Indeed, the percentage of U.S. electricity generated by natural gas has risen sharply over the past decade. In 2004, for instance, 49.8% of the nation's supply came from coal plants while just 17.9% was generated by gas. In 2011, those numbers changed to 42.2% and 24.8%, respectively, and in April 2012, for the first time, "generation from natural gas-fired plants [was] virtually equal to generation from coal-fired plants," according to the U.S. Department of Energy's Energy Information Administration (EIA). While this will not last, the EIA does project natural gas plants to supply 30.8% of the electricity in 2012, which would be the highest percentage ever.
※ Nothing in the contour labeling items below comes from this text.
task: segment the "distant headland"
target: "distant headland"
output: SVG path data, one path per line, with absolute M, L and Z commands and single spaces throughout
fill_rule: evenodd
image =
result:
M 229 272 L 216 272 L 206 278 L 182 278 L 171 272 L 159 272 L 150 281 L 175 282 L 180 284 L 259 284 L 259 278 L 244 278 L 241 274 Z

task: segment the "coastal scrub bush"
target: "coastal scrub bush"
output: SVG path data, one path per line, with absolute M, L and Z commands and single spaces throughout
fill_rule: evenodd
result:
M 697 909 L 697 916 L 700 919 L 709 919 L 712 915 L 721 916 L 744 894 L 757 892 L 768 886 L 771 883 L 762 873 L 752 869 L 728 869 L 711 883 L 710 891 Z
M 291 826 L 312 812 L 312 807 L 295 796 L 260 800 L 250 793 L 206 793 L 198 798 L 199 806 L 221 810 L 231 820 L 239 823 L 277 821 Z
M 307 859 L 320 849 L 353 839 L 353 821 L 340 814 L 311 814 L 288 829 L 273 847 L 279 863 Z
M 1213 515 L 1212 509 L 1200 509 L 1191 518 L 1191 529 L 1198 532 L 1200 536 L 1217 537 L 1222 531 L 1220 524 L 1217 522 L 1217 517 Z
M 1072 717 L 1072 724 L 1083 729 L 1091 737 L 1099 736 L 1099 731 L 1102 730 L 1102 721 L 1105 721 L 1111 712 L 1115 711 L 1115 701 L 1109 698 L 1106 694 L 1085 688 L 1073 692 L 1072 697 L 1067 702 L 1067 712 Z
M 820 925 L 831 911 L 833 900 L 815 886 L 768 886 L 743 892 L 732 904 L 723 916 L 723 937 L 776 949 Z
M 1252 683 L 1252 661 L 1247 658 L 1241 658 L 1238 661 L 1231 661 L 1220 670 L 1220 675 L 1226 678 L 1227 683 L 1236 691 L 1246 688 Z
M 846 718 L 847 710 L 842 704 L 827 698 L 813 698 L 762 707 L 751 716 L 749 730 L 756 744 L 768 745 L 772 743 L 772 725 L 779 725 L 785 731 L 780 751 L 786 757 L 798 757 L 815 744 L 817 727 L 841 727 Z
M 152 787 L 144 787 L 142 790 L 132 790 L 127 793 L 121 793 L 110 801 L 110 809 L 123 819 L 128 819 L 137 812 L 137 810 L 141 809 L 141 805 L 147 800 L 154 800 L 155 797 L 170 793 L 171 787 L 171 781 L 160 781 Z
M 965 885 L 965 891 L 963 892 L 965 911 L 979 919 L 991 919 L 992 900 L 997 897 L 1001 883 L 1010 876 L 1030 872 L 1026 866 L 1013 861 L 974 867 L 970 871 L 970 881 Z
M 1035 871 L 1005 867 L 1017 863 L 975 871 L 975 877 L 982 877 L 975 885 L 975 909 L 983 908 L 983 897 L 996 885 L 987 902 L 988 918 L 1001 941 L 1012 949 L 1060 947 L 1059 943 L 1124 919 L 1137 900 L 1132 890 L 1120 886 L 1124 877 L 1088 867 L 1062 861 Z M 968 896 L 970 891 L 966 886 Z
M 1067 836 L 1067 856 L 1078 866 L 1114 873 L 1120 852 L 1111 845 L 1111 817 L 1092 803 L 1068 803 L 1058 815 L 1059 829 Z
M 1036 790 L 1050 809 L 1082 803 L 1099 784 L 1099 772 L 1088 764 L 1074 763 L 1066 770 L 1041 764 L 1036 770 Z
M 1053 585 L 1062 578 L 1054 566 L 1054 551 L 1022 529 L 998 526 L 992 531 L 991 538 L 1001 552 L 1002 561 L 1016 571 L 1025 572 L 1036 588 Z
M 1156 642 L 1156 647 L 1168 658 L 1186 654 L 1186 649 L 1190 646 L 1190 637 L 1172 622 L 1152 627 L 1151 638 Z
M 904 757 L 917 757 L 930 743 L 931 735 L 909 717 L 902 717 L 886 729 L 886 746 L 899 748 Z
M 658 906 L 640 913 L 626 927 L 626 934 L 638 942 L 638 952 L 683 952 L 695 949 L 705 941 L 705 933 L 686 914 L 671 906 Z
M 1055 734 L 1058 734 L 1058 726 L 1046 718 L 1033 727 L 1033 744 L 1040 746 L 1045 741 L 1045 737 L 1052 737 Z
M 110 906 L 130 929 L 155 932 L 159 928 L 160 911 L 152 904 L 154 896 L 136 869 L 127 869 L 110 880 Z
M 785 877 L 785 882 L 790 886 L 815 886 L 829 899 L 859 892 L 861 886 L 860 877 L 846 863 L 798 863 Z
The main factor for this evolution is obvious: vast domestic gas supplies. President Barack Obama has even called the United States, which produced 21% of the world's supply in 2009, the "Saudi Arabia of natural gas."

Bumpy Road to the Future


This is where market and regulatory realities collide. A main reason for the push towards retiring coal plants and falling gas prices in recent years is the explosion of shale gas into the market. In recent years, the extraction of gas trapped onshore beneath the ground in shale rock has become commercially accessible with the development of horizontal drilling and hydraulic fracturing (better known as "fracking"). The process involves injecting a solution of water, sand and chemicals into the earth to break up the bedrock. This releases the natural gas that has been trapped below for millions of years, which is then collected by energy companies and brought to market.

But the process has spurred backlash for the environmental damage it can cause. The chemicals used can seep into aquifers, contaminating public water supplies and local ecosystems. And even if the well has no spills, leaks or faulty design, the process still creates immense quantities of wastewater.

In New York, these fears have been enough to create a moratorium on fracking, but in other states, the practice has been met with less resistance. And this patchwork approach to regulation is unlikely to change any time soon due to fracking exclusions in both the Clean Water Act and Clean Air Act.

"It would take Congressional action to go in and remove that exemption," said Andrew Byers, associate vice president for Black & Veatch, an engineering and construction company. "These days, given the partisan politics in Congress, it's kind of hard to see much happening on the environmental side unless you get a large majority of one party or the other to make it happen."

Nevertheless, power-generation companies trying to make billion-dollar decisions over the next few years will be faced with the challenge of forecasting the behavior of both federal and state agencies while, at the same time, speculating on the next market fluctuation.

Black & Veatch predicts that natural gas will account for 42% of U.S. electricity generation in 2035 compared to just 23% for coal. While the exact totals may differ, most industry experts expect the rise of gas to continue. For the companies leading the transition, however, the shift will be far from seamless.

Jared Wade is a freelance writer and a former editor of Risk Management.